There’d be no bottom to this piece, no key to the “real” Augie, no problems solved, no pseudo-urbane assembly of Augie in legible and transparent form on the page. Rather, readers would find themselves in the same position as the writer — perplexed, fascinated, engaged, and sometimes repelled by August Vanags — just as aware of their own shortcomings as she was of hers, aware that facets and surfaces were just facets and surfaces, and that, like the writer, they must not conclude.
For these inconclusive times, it would be a topically inconclusive piece, and the most ambitious thing Lucy had ever tried to write. Augie wouldn’t be hurt by it; she’d make him laugh at himself when he wasn’t laughing at her.

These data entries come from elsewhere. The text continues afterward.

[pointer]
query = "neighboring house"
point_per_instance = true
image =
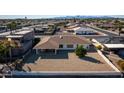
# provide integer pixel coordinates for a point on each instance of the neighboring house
(40, 30)
(24, 38)
(84, 31)
(64, 42)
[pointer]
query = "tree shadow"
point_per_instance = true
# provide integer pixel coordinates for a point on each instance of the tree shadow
(91, 59)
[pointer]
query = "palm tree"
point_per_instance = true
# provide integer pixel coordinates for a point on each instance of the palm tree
(6, 47)
(12, 26)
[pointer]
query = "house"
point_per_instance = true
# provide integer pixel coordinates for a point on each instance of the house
(24, 38)
(59, 42)
(84, 31)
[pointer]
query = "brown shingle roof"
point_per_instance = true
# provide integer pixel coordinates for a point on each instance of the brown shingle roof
(54, 41)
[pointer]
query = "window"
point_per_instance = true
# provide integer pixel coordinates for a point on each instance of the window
(69, 46)
(60, 46)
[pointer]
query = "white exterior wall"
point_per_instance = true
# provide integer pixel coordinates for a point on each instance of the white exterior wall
(74, 47)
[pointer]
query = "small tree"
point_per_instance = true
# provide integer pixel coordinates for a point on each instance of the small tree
(121, 64)
(80, 51)
(99, 47)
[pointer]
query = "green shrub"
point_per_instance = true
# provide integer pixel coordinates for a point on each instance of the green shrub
(80, 51)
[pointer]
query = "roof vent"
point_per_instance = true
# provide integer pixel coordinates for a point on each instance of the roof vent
(61, 37)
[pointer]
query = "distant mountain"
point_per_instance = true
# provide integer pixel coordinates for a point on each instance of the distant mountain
(82, 17)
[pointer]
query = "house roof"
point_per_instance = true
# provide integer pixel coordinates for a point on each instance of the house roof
(114, 46)
(53, 42)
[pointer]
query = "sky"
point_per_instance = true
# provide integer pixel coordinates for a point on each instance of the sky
(61, 7)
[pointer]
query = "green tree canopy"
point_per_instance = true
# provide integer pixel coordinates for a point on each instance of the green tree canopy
(80, 51)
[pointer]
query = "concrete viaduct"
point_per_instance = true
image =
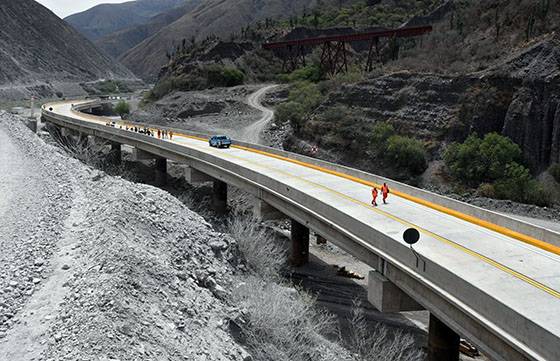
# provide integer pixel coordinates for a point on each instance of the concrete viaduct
(484, 276)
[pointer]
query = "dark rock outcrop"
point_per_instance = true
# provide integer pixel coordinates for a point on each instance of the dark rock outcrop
(519, 98)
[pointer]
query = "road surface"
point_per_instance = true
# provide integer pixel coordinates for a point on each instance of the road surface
(253, 132)
(495, 269)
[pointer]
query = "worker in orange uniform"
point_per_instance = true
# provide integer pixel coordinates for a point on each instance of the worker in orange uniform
(374, 196)
(385, 191)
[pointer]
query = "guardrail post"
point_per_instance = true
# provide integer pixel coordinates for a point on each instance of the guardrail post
(443, 342)
(219, 197)
(300, 244)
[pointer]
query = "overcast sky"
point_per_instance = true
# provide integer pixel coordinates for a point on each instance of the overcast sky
(63, 8)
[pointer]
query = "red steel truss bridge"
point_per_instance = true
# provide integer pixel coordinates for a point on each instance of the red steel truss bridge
(334, 54)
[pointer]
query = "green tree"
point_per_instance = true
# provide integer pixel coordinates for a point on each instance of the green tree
(122, 108)
(481, 160)
(407, 153)
(307, 94)
(380, 135)
(290, 112)
(554, 171)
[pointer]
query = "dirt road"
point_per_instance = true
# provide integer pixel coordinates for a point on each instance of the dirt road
(253, 132)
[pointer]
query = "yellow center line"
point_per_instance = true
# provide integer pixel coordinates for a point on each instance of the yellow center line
(406, 223)
(456, 245)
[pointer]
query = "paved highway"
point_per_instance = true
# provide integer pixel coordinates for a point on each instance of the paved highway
(523, 278)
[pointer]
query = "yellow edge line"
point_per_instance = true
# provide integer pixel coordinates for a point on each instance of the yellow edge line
(456, 245)
(474, 220)
(471, 219)
(485, 224)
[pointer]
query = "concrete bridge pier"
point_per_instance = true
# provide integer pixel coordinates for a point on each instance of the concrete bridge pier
(265, 212)
(443, 342)
(115, 154)
(300, 244)
(160, 171)
(219, 197)
(320, 239)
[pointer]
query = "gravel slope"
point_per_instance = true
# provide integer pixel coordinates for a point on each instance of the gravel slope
(97, 268)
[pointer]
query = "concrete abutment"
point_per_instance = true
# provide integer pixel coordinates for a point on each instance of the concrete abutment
(300, 244)
(219, 196)
(443, 342)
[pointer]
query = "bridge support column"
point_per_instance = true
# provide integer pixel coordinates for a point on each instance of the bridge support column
(387, 297)
(265, 212)
(193, 176)
(300, 244)
(219, 197)
(161, 171)
(320, 239)
(443, 342)
(115, 155)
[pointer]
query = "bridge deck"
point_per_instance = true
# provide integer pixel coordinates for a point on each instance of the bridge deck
(522, 277)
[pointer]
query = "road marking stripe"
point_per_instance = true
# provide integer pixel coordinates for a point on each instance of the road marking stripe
(466, 250)
(471, 219)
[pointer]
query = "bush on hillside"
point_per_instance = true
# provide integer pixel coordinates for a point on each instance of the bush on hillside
(406, 153)
(554, 171)
(380, 135)
(290, 112)
(122, 108)
(221, 76)
(311, 73)
(307, 94)
(518, 185)
(481, 160)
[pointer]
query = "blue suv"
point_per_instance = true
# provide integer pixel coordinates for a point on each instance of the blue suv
(220, 141)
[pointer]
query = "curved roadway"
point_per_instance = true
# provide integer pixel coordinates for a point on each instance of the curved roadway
(522, 278)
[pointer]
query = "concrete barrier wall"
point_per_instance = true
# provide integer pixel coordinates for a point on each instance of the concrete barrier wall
(531, 230)
(446, 285)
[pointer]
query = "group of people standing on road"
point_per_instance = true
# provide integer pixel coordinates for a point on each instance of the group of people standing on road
(375, 193)
(165, 134)
(161, 134)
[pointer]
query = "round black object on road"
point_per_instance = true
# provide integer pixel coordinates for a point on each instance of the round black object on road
(411, 236)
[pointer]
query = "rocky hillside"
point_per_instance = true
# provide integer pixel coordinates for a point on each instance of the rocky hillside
(105, 19)
(220, 18)
(38, 46)
(119, 42)
(479, 71)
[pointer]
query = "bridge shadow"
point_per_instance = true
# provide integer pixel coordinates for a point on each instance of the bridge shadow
(339, 294)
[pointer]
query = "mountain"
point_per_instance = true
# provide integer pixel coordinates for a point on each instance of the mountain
(36, 45)
(119, 42)
(214, 17)
(105, 19)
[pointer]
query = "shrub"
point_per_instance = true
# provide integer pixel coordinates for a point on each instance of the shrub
(378, 342)
(121, 108)
(218, 75)
(310, 73)
(406, 153)
(487, 190)
(554, 171)
(481, 160)
(307, 94)
(518, 185)
(292, 112)
(281, 323)
(263, 256)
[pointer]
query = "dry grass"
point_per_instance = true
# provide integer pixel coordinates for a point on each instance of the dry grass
(263, 255)
(378, 343)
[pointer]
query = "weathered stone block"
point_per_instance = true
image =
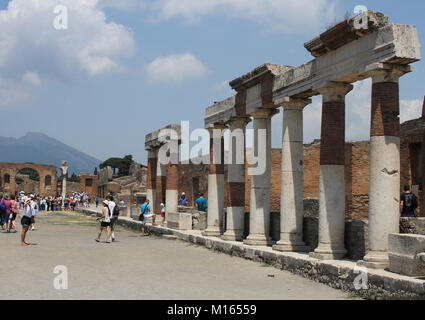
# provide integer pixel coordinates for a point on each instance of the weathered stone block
(179, 220)
(407, 254)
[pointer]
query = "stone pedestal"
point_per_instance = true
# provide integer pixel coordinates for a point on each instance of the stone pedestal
(259, 218)
(384, 194)
(332, 178)
(292, 185)
(235, 217)
(215, 184)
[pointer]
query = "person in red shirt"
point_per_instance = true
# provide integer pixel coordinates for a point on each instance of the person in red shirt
(6, 214)
(14, 210)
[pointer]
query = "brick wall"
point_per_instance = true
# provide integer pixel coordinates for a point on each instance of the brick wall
(356, 174)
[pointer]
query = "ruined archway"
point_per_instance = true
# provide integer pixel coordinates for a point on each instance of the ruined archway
(40, 178)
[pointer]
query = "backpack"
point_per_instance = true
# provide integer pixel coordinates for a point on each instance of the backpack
(116, 211)
(3, 208)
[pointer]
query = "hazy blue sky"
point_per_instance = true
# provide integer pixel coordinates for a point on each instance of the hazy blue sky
(127, 67)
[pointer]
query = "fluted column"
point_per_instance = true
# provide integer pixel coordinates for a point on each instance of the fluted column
(235, 217)
(171, 193)
(151, 183)
(259, 218)
(332, 173)
(215, 184)
(384, 192)
(161, 180)
(292, 184)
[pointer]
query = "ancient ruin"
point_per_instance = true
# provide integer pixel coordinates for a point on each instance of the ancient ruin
(344, 54)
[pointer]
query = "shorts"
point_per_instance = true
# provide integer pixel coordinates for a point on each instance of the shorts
(113, 221)
(146, 217)
(4, 218)
(26, 221)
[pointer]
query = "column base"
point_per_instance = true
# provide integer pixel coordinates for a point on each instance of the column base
(328, 254)
(375, 260)
(233, 236)
(211, 232)
(258, 240)
(291, 247)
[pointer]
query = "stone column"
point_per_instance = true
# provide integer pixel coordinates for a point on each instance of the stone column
(161, 180)
(171, 193)
(384, 192)
(332, 173)
(292, 184)
(235, 217)
(259, 220)
(64, 169)
(215, 184)
(151, 183)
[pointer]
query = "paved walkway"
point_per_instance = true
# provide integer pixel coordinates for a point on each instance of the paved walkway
(136, 268)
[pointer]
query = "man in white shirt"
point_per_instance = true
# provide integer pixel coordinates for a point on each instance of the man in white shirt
(111, 207)
(27, 220)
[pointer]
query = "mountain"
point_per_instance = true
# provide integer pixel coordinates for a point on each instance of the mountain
(42, 149)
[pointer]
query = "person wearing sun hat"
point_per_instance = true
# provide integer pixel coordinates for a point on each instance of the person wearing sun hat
(26, 220)
(105, 222)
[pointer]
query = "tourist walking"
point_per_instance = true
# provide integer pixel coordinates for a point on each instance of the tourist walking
(183, 200)
(27, 220)
(34, 208)
(408, 203)
(14, 210)
(113, 215)
(145, 215)
(3, 216)
(105, 222)
(201, 203)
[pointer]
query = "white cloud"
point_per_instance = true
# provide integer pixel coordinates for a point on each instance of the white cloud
(32, 78)
(299, 16)
(32, 49)
(175, 68)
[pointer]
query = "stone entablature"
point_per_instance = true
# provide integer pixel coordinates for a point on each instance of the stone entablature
(47, 174)
(157, 138)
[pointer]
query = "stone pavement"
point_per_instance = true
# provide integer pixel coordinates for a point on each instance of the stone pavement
(339, 274)
(136, 268)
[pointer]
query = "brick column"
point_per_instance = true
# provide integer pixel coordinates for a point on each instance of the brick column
(171, 194)
(215, 184)
(259, 217)
(161, 182)
(332, 174)
(235, 213)
(292, 184)
(151, 183)
(384, 192)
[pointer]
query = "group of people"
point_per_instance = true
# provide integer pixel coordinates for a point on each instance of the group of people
(9, 212)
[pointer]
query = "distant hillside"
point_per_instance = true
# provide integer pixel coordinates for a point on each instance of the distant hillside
(42, 149)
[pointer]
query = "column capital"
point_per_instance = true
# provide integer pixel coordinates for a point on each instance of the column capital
(289, 103)
(335, 91)
(214, 126)
(264, 113)
(390, 74)
(238, 122)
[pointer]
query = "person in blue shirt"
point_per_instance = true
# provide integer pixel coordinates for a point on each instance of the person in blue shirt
(145, 215)
(183, 200)
(201, 203)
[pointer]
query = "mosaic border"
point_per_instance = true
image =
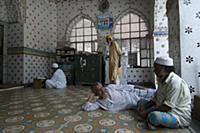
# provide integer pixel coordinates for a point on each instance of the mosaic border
(29, 51)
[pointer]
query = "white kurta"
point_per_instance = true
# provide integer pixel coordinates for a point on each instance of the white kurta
(58, 80)
(120, 97)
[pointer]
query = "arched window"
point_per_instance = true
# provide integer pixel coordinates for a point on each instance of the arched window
(84, 36)
(131, 32)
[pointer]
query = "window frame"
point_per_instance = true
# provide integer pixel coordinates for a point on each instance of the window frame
(130, 38)
(93, 36)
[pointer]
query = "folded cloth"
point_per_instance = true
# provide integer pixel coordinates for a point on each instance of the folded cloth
(88, 106)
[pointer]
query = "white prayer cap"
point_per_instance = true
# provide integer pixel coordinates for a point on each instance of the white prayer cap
(54, 65)
(164, 60)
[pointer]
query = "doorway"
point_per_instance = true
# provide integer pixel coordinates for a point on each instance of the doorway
(1, 53)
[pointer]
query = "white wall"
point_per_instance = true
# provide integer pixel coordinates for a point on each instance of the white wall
(189, 40)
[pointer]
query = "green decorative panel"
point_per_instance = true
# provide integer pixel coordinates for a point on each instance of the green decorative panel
(88, 68)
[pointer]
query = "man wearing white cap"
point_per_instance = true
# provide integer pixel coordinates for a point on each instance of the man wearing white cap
(58, 80)
(171, 105)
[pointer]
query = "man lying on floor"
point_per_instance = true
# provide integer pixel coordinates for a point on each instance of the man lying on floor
(116, 97)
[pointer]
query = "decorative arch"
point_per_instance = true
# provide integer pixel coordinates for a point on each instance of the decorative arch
(134, 11)
(73, 22)
(16, 10)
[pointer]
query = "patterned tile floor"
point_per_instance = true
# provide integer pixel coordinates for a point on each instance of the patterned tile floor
(59, 111)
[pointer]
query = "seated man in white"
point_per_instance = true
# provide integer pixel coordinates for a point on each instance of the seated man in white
(58, 80)
(116, 97)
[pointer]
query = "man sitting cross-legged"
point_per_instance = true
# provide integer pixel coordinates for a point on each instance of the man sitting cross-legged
(116, 97)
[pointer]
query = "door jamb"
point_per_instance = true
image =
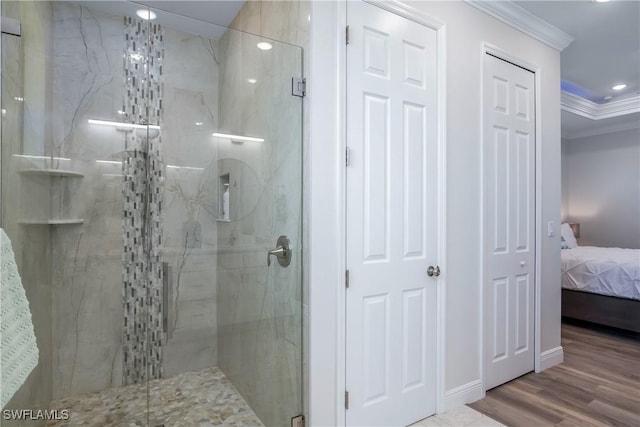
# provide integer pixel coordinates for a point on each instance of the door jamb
(500, 53)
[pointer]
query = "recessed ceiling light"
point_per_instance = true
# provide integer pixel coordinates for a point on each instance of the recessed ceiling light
(264, 45)
(146, 14)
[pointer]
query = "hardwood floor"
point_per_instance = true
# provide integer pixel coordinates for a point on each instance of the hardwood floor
(597, 385)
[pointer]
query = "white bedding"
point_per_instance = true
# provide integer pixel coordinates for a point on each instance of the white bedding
(605, 271)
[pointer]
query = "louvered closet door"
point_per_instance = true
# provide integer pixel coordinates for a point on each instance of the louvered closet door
(391, 218)
(509, 243)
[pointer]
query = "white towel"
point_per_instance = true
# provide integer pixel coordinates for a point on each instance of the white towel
(18, 349)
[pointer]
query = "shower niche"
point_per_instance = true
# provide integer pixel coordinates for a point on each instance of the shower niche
(224, 203)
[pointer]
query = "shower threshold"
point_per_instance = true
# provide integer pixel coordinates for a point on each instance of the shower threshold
(205, 398)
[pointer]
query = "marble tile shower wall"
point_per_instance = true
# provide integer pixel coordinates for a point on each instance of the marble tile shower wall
(21, 132)
(88, 281)
(143, 194)
(260, 335)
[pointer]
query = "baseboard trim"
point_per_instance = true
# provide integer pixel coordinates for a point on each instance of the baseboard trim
(461, 395)
(551, 357)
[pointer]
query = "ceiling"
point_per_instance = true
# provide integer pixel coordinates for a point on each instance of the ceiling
(605, 52)
(219, 12)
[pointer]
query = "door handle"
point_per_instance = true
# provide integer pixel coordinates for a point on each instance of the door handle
(282, 252)
(433, 271)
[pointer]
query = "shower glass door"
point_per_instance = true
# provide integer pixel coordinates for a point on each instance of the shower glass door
(230, 149)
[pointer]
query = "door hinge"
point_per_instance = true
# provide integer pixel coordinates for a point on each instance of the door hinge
(298, 86)
(297, 421)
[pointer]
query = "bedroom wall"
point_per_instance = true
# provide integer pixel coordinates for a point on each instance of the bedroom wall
(602, 176)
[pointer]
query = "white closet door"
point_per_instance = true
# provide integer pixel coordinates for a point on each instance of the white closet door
(509, 153)
(391, 218)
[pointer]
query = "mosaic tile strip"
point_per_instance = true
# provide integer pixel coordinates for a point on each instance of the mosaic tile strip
(142, 194)
(203, 398)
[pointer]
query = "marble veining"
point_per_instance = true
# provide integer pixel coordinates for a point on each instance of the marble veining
(205, 398)
(142, 192)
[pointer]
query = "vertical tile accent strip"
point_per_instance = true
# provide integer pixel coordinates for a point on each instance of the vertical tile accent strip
(142, 192)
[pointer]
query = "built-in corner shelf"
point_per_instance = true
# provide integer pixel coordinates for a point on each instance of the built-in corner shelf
(51, 172)
(70, 221)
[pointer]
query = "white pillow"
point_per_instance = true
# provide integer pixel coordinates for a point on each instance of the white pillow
(567, 234)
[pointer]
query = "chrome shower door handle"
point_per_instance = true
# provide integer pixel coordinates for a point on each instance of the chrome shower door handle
(433, 271)
(282, 252)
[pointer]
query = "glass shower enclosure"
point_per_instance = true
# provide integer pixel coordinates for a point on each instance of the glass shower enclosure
(151, 180)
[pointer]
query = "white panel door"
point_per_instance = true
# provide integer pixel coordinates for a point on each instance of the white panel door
(509, 237)
(391, 218)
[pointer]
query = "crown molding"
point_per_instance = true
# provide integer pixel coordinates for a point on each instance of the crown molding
(585, 108)
(603, 130)
(525, 21)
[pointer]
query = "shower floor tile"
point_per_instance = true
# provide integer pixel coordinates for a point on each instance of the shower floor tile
(195, 399)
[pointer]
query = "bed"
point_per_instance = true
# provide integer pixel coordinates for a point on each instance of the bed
(601, 285)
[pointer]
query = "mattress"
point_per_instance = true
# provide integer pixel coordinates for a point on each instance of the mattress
(604, 271)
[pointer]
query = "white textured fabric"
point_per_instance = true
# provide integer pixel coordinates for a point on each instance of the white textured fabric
(18, 349)
(605, 271)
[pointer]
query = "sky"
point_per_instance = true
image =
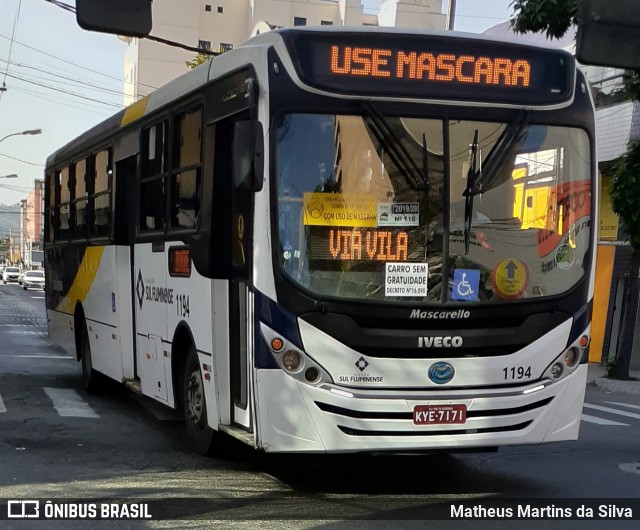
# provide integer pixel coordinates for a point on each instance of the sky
(63, 79)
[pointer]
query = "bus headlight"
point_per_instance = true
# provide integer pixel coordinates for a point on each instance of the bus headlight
(568, 360)
(293, 360)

The visits and kayaking lessons would continue — maybe even through the writing of the piece — and their growing friendship would not be damaged. Yet she’d tell the truth. Most of all, she’d tell the truth about journalism, which was that ninety percent of the time there was no real truth to tell.
When the Union Street exit came up, Lucy was out of breath with her windfall cascade of ideas. She wanted to get a rough outline of the article down on paper before it slipped from the present and became something she had to ransack her bad memory for. Entering the apartment, she ignored the red flashes on her answering machine and went straight to her desk, notebook in hand. She’d never felt more certain of what needed to be done.